A year later, after I sent my referrals to 10 different surgeons and not locked into one, one of the surgeon asked me how my relationship was with the original spine surgeon. I said we had a great relationship, but he never referred (neither did any of the 10 different ones I sent to) to me. The surgeon replied “I am surprised he even spent time with you. In surgical meetings he constantly lobbied against any chiropractic referrals or any type of professional elationship.”
This past scenario was ME.... and it verifies that I was “more clueless than all of you combined!!!”
Today, I have learned my lessons well and I realize THOSE WHO CONTROL THE REFERRALS CONTROL THE GAME. Never forget that… EVAH!!!!
When I have a surgeon I am considering working with I am not overly polite. I am borderline pompous, arrogant and VERY DIRECT. That southern, midwestern, west coast lay back stereotypical communication of innuendo is purefailure technology. In fact, the east coast technique of innuendo and sucking up failed too (just ask me). Therefore, no matter where you live, it doesn’t work.
When I am with a potential referring surgeon, I recall my research. A neurosurgeon’s malpractice is over $300,000 annually an orthopedic surgeon is over $200,000. Mine… $2,500 and the rest of the profession is around there. Therefore, who needs whose referrals more to cover overhead? I certainly would LIKE to get the medical specialist’s referrals, but they NEED my referrals to survive!!! NEVER forget that FACT, and it is a HARD FACT verified by surgeons I work with in 32 states that without YOUR referrals they suffer financially. Now… most surgeons have alternative referral sources as we all do, but there need is more direct.

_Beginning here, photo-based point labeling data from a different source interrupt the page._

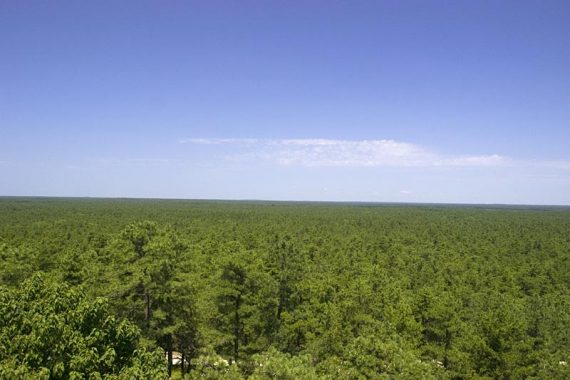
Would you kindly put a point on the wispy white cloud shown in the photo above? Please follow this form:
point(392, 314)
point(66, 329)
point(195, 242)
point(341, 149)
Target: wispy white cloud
point(219, 141)
point(348, 153)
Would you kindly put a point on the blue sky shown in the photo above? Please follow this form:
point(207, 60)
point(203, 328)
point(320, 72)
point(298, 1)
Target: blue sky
point(414, 101)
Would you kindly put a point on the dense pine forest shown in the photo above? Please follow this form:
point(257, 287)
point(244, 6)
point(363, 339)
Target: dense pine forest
point(100, 288)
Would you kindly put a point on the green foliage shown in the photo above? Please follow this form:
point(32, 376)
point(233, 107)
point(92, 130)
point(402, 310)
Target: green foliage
point(269, 290)
point(52, 331)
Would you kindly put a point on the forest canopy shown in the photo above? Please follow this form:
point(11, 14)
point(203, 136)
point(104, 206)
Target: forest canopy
point(100, 288)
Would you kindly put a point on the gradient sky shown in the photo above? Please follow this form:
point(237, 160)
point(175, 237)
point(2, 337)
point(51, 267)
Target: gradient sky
point(414, 101)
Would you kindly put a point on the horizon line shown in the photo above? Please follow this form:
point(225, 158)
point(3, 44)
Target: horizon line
point(259, 200)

Here is the conversation between the surgeon and myself. First, to get the meeting, I say to the secretary “I am a trauma trained chiropractor and am building my trauma patient population and need to have a sit-down with the surgeon to discuss me referring surgical cases to him/her for care.” That will usually get you a sit down in his office or coffee or a meal (and they always pay… but who cares!).
At the meeting, here is what I say:
I have trained on MRI and Spinal Biomechanical Engineering through the State University of New York at Stony Brook, School of Medicine and am focusing my practice on trauma care. I plan on referring many surgical cases to you and I will screen most to see if the cord or root is either significantly abutted or impinged so as not to waste your time. However, while referring, I expect to have a cross-referral relationship. Not 1 for 1, but if I send you 4-5 cases, I expect at least one back so that I know there is mutual respect. I look forward to a very long relationship and if you would like my credentials to learn more about me, or have a discussion on how I manage my cases and the imaging protocols I use, I would be happy to at any time. For now, I am ready to start referring to you providing we have an understanding and it is first my responsibility to get you the cases I promised.”
That is rather direct and will save you the anguish and embarrassment I experienced for far too long. Please do not share with me the “biggest schmuck prize!”
NOTE: Now you can directly see why your credtnial smatter and why I have gone to such great lengths to ensure you get trained through a medical school. It resonantes well with all referring MD's by removing much of the bias.